Dann die fehlende Zuneigung. Ist es so schlimm, mich einmal in den Arm zu nehmen? Ein Gute-Nacht-Kuss? Ein liebes Wort? An solche Dinge kann ich mich kaum erinnern. Die fehlten mir schon vor der Erkrankung und waren Thema. Hab immer seinen Ausflüchten geglaubt, oder wollte es glauben. Immer gehofft.
Das sind nur einige Dinge, die bei uns nicht stimmten. Aber ich war verliebt und blind.
Ihm geht es körperlich gut. Hab ihn verwöhnt, damit er auch ja zunimmt. Habe versucht, den Papierkram mit ihm zu regeln. Aber ich kann doch nicht für ihn Anträge und Bescheinigungen unterschreiben! Auch darum kümmerte er sich nie.
Habe ihn heute nach Hause gefahren. Ich konnte einfach nicht mehr. Meine Magen- und Kopfschmerzen sind seitdem wie weggeblasen. Hab noch hier und da kleine Zipperleins, aber die werden auch vergehen.
Es tut mir für ihn leid, dass er krank ist...... kann aber doch auch nichts für. Bin jetzt nur müde und hoffe, endlich mal richtig zu schlafen. Montag muss ich fit sein. Dann ist der Urlaub vorbei.
Diese Entscheidung fiel mir wirklich schwer. Ich weiß aber dass ich das Richtige getan habe für meine Tochter und mich. Sie hat mich nicht beeinflusst. Dafür bin ich ihr dankbar. Ist beinahe erwachsener als ich;-)))

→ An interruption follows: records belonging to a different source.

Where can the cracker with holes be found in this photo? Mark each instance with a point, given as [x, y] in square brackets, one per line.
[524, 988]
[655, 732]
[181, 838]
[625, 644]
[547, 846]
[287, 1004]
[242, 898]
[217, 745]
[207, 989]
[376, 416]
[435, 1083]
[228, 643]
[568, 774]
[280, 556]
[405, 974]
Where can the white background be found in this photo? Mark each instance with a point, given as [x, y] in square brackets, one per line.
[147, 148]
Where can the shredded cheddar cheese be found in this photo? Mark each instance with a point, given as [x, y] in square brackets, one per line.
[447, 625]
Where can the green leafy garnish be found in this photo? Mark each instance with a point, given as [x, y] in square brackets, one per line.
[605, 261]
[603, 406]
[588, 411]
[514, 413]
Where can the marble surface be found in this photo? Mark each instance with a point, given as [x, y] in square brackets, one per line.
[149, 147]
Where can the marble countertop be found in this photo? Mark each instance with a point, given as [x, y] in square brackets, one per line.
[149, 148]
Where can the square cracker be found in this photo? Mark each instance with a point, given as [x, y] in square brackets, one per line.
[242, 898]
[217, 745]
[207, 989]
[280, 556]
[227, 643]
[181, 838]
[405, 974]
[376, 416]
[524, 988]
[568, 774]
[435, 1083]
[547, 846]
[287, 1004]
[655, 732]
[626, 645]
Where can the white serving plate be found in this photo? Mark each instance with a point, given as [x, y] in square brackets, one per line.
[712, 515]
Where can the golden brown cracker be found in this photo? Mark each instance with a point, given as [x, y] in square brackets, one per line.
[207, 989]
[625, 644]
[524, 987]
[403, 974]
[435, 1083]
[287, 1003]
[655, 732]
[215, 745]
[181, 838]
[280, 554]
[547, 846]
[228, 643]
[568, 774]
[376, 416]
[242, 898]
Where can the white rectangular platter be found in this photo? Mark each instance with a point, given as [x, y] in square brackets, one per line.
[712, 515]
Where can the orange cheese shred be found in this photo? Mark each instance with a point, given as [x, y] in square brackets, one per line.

Habe mächtig aufgeatmet, dass sich meine Vermutung bestätigt hat, dass diese Untersuchung deines Mannes keine negativen Vorzeichen trägt. Ich freu mich riesig für euch. Gemeinsam werdet ihr sicher die dumme Krankheit besiegen. Das ist wirklich meine Meinung. Werde mich weiterhin auf diesen Seiten sehen lassen. Ihr seid mir alle ans Herz gewachsen. Bewusst oder unbewusst habt ihr mir sehr geholfen.